This code is modified from the DQN tutorial (which runs on my machine). However, this code does not. It core dumps in the backward method. Am I doing something dumb?
Thank you, in advance, for any assistance.
class DQN(nn.Module):
def __init__(self):
super(DQN, self).__init__()
self.conv1 = nn.Conv2d(3, 16, kernel_size=5, stride=2)
self.bn1 = nn.BatchNorm2d(16)
self.conv2 = nn.Conv2d(16, 32, kernel_size=5, stride=2)
self.bn2 = nn.BatchNorm2d(32)
self.conv3 = nn.Conv2d(32, 32, kernel_size=5, stride=2)
self.bn3 = nn.BatchNorm2d(32)
self.head = nn.Linear(192, 3)
def forward(self, x):
x = F.relu(self.bn1(self.conv1(x)))
x = F.relu(self.bn2(self.conv2(x)))
x = F.relu(self.bn3(self.conv3(x)))
return self.head(x.view(x.size(0), -1))
model = DQN()
optimizer = optim.RMSprop(model.parameters())
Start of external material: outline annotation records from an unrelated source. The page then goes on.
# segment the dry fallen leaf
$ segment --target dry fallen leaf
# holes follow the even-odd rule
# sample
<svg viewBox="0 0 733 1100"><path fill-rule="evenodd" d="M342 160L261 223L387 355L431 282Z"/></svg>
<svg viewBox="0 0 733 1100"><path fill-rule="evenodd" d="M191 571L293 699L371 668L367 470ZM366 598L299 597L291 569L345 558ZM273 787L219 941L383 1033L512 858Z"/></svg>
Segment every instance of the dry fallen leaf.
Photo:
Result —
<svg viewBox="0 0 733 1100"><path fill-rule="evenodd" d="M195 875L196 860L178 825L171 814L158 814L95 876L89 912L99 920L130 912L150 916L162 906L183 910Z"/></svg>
action_batch = Variable(LongTensor([[0],[1],[2],[0],[1],[2],[0],[1],[2],[0]]))
next_states = Variable(torch.rand(10,3,26,70),volatile=True)
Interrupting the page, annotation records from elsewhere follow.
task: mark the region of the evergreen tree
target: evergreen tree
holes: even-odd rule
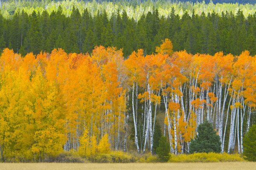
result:
[[[248,161],[256,162],[256,125],[250,128],[244,138],[244,155]]]
[[[199,125],[198,133],[195,139],[191,141],[190,153],[221,152],[220,136],[216,134],[211,123],[206,122]]]
[[[167,162],[170,158],[170,145],[166,136],[162,136],[157,148],[157,154],[160,162]]]
[[[161,127],[158,121],[156,121],[155,122],[155,126],[154,129],[154,136],[153,137],[153,153],[156,153],[156,150],[159,145],[159,141],[162,136],[162,130],[161,130]]]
state_batch = Variable(torch.rand(10,3,26,70))
state_action_values = model(state_batch)
next_state_values = model(next_states)
next_state_values.volatile = False
expected_state_action_values = (next_state_values * 0.999) + 1.0
loss = F.smooth_l1_loss(state_action_values, expected_state_action_values)
optimizer.zero_grad(); model.zero_grad();
loss.backward()